Background: MicroRNAs (miRNAs) are endogenously encoded small RNAs that post-transcriptionally regulate gene expression and play essential roles in numerous developmental and physiological processes. Currently, little information on the transcriptome and tissue-specific expression of miRNAs is available in the model non-edible oilseed crop castor bean (Ricinus communis L.), one of the most important non-edible oilseed crops cultivated worldwide. Recent advances in sequencing technologies have allowed the identification of conserved and novel miRNAs in many plant species. Here, we used high-throughput sequencing technologies to identify and characterize the miRNAs in castor bean.

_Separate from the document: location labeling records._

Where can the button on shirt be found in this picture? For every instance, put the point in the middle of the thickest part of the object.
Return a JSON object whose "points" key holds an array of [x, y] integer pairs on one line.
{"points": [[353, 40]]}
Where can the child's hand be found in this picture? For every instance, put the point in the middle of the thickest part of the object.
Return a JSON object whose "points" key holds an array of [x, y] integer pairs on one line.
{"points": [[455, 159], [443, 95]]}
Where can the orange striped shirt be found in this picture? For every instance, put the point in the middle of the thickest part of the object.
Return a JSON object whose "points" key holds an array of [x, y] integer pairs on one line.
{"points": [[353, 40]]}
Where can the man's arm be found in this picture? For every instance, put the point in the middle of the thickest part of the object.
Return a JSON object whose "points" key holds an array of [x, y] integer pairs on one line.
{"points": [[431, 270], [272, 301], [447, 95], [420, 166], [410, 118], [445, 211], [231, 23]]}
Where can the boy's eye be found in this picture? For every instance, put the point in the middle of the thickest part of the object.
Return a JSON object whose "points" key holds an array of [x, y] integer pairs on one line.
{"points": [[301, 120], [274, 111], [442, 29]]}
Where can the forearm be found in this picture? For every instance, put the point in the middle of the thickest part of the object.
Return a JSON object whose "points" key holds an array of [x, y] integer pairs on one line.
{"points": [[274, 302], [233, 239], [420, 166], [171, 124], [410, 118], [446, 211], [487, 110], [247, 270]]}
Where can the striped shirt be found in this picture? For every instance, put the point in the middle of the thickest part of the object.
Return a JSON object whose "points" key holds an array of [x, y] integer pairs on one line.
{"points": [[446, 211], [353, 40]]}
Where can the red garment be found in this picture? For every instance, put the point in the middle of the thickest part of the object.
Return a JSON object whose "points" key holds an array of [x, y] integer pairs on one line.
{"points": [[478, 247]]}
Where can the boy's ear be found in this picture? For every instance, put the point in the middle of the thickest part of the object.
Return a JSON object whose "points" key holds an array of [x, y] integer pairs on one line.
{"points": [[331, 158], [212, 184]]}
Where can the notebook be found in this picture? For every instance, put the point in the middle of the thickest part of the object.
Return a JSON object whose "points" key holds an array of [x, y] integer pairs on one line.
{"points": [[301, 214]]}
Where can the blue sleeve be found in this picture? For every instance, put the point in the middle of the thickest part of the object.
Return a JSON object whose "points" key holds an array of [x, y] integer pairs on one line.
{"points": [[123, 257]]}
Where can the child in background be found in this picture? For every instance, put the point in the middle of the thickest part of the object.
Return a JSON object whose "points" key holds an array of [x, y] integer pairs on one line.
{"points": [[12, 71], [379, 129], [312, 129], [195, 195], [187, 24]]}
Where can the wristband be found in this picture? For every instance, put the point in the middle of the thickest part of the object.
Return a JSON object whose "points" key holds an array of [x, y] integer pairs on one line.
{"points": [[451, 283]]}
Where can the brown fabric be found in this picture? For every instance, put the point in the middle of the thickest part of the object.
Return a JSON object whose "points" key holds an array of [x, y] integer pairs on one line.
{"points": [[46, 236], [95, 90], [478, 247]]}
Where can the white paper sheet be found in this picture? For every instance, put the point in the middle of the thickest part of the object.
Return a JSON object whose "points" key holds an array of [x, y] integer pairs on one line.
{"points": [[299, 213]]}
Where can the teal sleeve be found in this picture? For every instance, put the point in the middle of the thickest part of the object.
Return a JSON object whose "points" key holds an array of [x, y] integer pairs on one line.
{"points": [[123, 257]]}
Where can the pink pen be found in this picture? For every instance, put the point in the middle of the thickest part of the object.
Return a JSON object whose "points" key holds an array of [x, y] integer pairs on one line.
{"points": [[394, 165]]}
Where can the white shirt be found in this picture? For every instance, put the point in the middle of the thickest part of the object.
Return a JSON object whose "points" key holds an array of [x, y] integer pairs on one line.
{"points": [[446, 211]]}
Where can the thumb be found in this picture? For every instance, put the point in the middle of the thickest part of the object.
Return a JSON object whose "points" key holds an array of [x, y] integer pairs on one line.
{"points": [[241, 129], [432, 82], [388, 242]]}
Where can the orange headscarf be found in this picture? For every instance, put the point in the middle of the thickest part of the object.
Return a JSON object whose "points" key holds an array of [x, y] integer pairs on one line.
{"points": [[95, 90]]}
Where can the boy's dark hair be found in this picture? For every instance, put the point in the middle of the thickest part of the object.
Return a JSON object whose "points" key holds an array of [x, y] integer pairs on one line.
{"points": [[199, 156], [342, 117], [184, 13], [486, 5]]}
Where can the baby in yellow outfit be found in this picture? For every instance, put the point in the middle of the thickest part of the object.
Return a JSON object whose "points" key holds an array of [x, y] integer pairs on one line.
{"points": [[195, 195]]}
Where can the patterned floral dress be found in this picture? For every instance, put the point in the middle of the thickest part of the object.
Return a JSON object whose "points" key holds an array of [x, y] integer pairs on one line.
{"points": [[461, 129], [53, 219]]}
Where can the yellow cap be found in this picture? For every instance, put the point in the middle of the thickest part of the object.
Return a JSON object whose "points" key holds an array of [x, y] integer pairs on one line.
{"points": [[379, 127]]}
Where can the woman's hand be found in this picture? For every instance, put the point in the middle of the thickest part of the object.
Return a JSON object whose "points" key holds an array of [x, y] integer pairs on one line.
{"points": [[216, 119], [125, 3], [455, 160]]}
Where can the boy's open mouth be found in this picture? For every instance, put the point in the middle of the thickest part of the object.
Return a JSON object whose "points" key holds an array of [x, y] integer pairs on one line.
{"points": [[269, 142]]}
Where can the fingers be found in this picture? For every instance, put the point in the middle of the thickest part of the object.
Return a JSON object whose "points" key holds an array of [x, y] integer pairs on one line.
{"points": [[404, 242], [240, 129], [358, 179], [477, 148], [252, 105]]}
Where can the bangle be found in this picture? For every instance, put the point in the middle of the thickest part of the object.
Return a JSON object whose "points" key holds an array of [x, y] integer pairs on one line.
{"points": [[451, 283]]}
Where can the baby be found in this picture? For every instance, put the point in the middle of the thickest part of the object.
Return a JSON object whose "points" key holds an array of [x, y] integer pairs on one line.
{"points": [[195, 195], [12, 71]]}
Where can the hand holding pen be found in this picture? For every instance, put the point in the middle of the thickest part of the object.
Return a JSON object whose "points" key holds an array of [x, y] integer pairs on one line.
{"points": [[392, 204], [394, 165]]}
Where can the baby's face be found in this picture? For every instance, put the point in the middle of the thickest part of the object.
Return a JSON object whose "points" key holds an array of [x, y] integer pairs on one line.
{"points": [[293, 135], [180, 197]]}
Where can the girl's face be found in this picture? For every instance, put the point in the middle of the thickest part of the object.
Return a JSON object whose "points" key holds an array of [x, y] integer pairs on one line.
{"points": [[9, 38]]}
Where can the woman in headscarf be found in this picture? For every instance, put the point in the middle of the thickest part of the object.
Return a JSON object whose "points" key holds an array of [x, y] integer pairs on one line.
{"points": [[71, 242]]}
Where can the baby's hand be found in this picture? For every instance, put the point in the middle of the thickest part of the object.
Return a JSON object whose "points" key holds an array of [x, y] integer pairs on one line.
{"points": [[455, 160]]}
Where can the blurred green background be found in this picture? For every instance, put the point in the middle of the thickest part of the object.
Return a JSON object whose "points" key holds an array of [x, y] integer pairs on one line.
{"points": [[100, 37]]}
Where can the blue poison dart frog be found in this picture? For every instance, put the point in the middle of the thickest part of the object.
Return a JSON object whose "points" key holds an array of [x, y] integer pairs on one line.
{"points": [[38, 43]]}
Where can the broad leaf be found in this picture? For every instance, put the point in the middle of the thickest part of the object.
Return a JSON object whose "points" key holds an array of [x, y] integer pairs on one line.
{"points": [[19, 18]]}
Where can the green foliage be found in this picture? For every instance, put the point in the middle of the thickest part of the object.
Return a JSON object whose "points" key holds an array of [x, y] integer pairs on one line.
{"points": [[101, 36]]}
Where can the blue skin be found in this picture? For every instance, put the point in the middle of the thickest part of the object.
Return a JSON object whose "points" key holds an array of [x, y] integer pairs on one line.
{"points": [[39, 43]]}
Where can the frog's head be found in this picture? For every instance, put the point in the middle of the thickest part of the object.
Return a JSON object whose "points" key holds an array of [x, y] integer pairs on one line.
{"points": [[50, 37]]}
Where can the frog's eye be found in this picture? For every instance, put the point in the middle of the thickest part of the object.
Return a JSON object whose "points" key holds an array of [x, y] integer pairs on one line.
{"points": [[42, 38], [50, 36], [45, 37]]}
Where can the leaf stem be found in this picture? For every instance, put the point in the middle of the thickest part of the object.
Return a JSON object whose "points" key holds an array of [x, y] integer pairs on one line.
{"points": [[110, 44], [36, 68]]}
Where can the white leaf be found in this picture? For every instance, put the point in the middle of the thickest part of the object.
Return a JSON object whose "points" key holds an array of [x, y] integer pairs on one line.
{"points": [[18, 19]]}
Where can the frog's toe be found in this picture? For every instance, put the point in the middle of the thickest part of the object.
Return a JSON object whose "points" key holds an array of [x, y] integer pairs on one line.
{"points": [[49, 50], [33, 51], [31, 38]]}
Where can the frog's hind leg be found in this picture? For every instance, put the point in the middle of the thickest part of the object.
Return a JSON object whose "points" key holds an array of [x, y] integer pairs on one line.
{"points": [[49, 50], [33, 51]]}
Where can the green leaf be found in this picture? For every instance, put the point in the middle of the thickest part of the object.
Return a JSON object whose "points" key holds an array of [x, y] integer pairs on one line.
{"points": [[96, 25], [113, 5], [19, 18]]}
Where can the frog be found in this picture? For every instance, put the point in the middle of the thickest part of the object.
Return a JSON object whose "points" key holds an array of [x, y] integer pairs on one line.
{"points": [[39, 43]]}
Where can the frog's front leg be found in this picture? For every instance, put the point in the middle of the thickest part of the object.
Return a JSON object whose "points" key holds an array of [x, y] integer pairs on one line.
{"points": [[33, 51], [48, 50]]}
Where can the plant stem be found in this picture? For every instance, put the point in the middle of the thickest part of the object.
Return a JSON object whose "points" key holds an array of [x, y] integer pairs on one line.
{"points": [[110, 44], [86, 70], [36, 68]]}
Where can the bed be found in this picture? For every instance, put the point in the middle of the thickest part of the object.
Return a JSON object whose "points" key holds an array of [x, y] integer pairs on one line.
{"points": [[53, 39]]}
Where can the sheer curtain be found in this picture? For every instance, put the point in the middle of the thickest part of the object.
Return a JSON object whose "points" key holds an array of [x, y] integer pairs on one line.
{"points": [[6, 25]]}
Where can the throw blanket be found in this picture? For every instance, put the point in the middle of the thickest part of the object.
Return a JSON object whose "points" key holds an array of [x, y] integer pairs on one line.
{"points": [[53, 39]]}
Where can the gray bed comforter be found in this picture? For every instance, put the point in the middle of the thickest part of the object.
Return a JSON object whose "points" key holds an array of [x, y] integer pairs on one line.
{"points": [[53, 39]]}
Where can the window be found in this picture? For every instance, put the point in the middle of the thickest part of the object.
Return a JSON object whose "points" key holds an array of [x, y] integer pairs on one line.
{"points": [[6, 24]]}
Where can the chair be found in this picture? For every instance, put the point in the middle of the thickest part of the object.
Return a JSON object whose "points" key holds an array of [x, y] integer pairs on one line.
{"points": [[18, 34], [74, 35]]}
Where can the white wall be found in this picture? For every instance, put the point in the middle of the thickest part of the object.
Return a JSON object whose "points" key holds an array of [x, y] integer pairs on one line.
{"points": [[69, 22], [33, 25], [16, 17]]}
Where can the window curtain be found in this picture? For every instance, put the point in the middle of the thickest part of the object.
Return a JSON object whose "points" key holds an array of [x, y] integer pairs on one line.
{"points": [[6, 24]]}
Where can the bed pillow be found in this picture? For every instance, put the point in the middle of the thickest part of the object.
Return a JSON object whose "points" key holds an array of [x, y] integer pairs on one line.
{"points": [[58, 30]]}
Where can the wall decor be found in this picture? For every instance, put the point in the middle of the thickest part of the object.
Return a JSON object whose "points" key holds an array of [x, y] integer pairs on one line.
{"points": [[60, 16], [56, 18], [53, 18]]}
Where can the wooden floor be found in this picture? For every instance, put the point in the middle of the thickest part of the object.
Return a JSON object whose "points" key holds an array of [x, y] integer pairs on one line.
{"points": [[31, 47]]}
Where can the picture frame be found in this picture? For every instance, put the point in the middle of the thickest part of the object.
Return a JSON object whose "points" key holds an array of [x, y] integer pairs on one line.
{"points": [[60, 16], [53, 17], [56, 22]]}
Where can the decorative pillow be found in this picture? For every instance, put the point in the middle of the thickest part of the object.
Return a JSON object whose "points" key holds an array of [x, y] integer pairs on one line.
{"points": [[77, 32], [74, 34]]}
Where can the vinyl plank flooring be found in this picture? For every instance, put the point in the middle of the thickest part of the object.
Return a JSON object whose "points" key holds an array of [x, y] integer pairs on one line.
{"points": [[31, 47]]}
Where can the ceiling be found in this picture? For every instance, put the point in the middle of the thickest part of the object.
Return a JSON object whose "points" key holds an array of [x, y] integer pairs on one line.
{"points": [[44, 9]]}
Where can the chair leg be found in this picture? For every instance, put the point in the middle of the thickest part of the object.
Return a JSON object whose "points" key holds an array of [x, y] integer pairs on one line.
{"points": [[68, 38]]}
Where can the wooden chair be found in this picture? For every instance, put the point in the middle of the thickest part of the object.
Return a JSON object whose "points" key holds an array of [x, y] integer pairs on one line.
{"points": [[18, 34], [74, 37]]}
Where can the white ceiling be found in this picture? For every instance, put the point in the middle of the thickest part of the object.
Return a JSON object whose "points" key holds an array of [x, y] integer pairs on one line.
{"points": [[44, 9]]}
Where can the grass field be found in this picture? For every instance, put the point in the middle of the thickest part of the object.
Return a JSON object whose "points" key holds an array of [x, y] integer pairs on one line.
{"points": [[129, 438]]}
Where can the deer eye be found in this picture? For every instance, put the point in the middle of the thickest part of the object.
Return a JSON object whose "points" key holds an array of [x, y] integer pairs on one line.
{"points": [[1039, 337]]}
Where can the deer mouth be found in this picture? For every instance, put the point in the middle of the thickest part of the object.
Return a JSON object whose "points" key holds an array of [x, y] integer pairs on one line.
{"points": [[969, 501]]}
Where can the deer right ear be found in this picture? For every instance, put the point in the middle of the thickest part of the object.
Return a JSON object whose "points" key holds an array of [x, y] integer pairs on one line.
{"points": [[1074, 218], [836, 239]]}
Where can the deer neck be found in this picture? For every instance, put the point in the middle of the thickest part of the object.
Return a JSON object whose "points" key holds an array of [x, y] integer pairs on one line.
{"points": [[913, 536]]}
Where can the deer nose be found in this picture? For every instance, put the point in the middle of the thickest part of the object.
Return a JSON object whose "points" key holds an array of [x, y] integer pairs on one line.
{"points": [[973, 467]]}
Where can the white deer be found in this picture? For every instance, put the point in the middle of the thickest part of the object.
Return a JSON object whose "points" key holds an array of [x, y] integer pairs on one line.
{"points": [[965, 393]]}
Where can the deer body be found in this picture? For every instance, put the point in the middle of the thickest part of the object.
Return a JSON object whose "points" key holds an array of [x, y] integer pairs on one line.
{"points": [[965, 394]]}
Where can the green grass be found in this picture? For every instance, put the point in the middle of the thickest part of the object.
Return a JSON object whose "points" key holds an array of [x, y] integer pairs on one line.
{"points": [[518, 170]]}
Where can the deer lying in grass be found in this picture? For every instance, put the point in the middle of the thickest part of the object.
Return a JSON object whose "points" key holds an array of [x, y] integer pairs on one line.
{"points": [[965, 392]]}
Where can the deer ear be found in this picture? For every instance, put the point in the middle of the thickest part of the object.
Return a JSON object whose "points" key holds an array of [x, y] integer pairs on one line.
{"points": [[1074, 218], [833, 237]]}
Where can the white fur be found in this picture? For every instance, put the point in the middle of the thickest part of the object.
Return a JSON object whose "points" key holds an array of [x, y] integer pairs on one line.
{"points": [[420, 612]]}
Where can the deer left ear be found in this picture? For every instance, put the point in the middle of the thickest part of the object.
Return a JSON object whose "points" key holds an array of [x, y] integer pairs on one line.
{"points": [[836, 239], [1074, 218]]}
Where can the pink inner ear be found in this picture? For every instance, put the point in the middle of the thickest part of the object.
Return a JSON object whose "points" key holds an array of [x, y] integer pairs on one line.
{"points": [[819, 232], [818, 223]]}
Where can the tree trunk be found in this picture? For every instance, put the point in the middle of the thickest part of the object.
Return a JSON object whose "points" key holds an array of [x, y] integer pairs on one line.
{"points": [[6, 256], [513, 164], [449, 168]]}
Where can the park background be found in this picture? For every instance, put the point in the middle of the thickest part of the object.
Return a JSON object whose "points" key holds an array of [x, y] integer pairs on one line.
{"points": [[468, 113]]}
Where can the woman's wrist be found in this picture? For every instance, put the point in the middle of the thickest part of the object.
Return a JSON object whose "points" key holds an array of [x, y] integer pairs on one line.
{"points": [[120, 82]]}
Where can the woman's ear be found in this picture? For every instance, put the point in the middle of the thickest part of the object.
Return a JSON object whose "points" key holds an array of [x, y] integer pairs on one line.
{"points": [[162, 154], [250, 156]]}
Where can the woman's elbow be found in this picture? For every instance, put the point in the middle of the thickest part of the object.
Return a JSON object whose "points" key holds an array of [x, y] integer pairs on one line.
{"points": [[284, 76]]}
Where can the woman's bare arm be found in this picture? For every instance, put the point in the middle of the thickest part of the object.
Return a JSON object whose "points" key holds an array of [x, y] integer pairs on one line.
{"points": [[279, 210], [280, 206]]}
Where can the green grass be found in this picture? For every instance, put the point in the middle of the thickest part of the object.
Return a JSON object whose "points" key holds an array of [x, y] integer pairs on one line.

Results: Five small RNA libraries were constructed for deep sequencing from root tips, leaves, developing seeds (at the initial stage, seed1; and at the fast oil accumulation stage, seed2) and endosperms in castor bean. High-throughput sequencing generated a large number of sequence reads of small RNAs in this study. In total, 86 conserved miRNAs were identified, including 63 known and 23 newly identified. Sixteen miRNA isoform variants in length were found from the conserved miRNAs of castor bean. MiRNAs displayed diverse organ-specific expression levels among five libraries. Combined with criteria for miRNA annotation and a RT-PCR approach, 72 novel miRNAs and their potential precursors were annotated and 20 miRNAs newly identified were validated. In addition, new target candidates for miRNAs newly identified in this study were proposed.
Conclusions: The current study presents the first high-throughput small RNA sequencing study performed in castor bean to identify its miRNA population. It characterizes and increases the number of miRNAs and their isoforms identified in castor bean. The miRNA expression analysis provides a foundation for understanding castor bean miRNA organ-specific expression patterns. The present study offers an expanded picture of miRNAs for castor bean and other members in the family Euphorbiaceae.